Studying how a broader array of testing dimensions impact student performance would be valuable because interaction effects among conditions are likely. Some participation incentives, for example, have been proposed as contributors to the perceived “stakes”Footnote 11 of a test (low vs. high) which in turn influence students’ test-taking motivationFootnote 12 (Cole et al. 2008; Ding et al. 2008; Duckworth et al. 2011; Wise and DeMars 2005). Test taking motivation, in turn, may impact assessment scores and learning inferences (Wise and DeMars 2005). Although studying these interactions in controlled settings may be possible, some of these conditions may not apply to real classroom settings. For example, a testing condition with a required post-course test does not align with standard university practices (e.g., requiring students to complete an assessment after a course has been completed). Nevertheless, many more testing conditions need to be investigated.
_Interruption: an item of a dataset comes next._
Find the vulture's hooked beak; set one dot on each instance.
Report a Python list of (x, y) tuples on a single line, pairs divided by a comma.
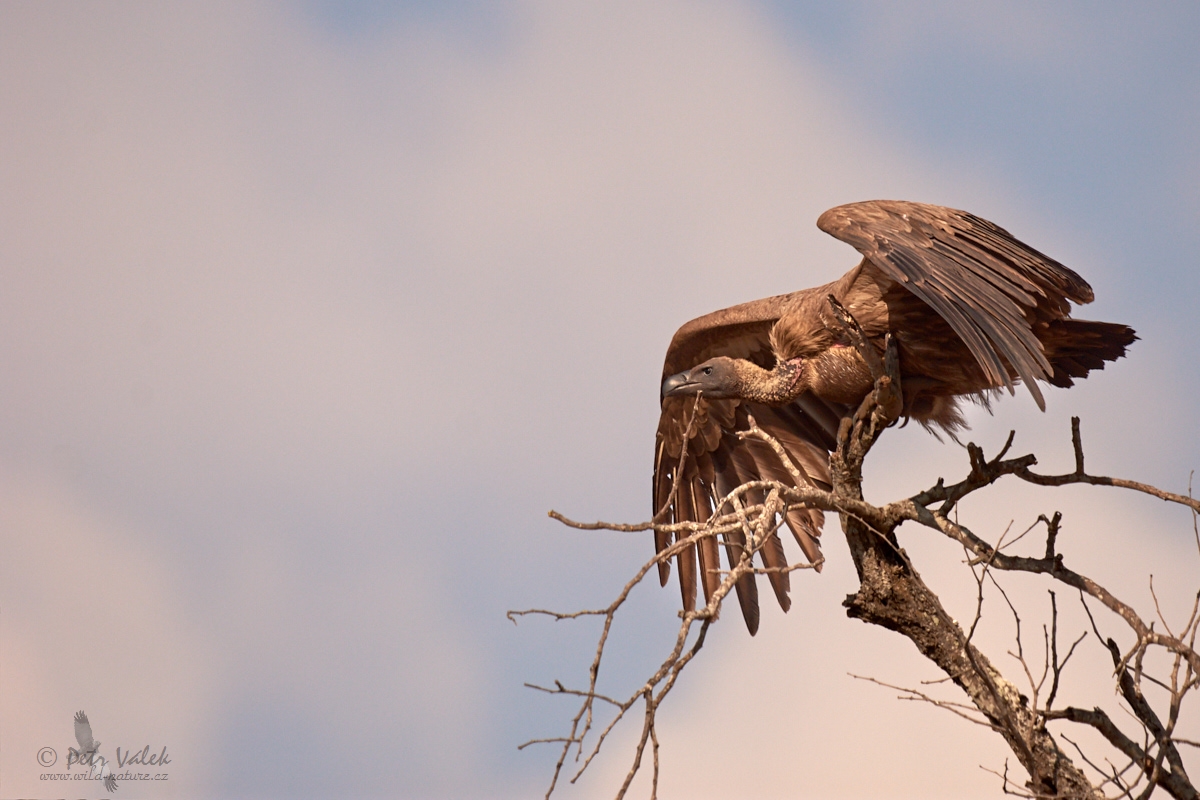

Future studies of test administration conditions should include the collection of datasets that permit longitudinal analyses of how these conditions impact inferences about changes in response to instruction. For many educators in undergraduate settings, the goal of pre-post assessment is to understand how instruction impacts learning objectives. At present, it is unclear if prior findings about the impacts of test administration conditions from static datasets translate longitudinally. Our findings suggest that we should not necessarily expect that they will. For example, although the number of ACORNS CC scores differed significantly between the two end-of-course time points, these time points generated similar magnitudes of pre-post change; for both end-of-course time points, assessment scores indicated that significant and large magnitudes of learning occurred in the two semesters.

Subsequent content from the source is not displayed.